Pero cuando no es así y sobrepasa determinados centímetros de longitud… Puedo llegar a ser un auténtico espantapájaros. Y a mí no me importa. Pero soy consciente de que no es adecuado. Que aquí una de momento tiene que ir a trabajar, representar una empresa ante otras personas y moverse, en definitiva, por la vida con un mínimo de elegancia. Y una zarza sobre la cabeza no ayuda.

Sé que me tengo que cortar el pelo y adecentar un poquito mi look. De hecho, tengo hora en la peluquería este sábado.

Y el tema no debería ir más allá. Pero el caso es que siento que si me corto el pelo pierdo parte de mi personalidad.
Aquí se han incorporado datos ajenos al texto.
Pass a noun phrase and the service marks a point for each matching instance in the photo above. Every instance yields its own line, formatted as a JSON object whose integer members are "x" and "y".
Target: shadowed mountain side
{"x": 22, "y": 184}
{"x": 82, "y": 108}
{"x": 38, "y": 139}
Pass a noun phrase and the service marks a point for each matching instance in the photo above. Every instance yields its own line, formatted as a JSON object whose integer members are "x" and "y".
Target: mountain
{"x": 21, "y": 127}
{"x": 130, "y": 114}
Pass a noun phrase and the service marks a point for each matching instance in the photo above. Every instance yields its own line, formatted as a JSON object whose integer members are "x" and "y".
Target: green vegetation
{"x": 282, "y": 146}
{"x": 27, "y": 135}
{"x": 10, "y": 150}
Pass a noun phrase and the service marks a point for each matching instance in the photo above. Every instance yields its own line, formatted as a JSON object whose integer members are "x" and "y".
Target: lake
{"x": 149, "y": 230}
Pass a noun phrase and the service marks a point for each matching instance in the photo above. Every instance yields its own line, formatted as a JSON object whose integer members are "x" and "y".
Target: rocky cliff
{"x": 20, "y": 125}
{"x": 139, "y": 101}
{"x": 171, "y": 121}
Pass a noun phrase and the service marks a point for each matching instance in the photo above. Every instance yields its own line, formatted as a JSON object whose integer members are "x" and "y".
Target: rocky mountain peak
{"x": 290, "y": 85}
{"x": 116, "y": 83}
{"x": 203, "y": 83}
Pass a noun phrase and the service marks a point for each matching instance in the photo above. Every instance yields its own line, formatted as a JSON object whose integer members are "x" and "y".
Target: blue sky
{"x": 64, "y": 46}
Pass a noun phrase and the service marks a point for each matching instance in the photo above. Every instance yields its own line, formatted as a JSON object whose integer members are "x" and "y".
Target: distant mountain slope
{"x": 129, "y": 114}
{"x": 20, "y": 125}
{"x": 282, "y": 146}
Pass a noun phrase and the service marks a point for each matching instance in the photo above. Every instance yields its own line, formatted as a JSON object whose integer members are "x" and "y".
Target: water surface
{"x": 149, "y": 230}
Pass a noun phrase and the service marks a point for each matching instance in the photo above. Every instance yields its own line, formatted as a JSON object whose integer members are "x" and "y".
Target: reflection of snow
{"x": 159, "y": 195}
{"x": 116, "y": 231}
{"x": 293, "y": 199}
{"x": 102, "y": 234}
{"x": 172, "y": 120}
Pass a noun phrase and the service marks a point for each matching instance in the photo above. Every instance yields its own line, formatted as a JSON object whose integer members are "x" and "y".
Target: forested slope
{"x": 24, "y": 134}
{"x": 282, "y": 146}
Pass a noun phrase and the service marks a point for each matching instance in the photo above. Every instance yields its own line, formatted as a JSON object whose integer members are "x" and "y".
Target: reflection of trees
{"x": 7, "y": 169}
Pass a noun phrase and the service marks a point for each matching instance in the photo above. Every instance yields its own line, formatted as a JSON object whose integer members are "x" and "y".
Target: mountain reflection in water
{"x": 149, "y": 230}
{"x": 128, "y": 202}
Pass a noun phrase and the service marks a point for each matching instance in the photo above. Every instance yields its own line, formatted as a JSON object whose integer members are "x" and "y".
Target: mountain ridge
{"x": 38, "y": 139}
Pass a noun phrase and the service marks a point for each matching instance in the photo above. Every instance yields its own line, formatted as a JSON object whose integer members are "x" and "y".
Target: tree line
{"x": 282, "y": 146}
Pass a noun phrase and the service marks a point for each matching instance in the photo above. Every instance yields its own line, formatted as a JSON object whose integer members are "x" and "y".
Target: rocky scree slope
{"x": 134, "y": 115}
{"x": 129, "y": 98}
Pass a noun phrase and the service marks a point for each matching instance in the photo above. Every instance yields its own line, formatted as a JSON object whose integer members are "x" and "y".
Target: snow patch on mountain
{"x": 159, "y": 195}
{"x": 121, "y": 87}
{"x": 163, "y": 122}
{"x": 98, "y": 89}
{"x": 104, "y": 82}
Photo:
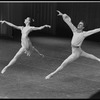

Pierdo lo poco que queda de la niña salvaje y desaliñada que fui y que me resisto a perder del todo.

Vaya… ¿será que con 31 años y dos hijos lo que pasa es que no quiero hacerme mayor… del todo?

En cualquier caso, ¿eso depende de un peinado?

¡Creo que voy a estar dudando hasta el ultimísimo momento!

Si alguno tenéis la respuesta… Será más que bienvenida!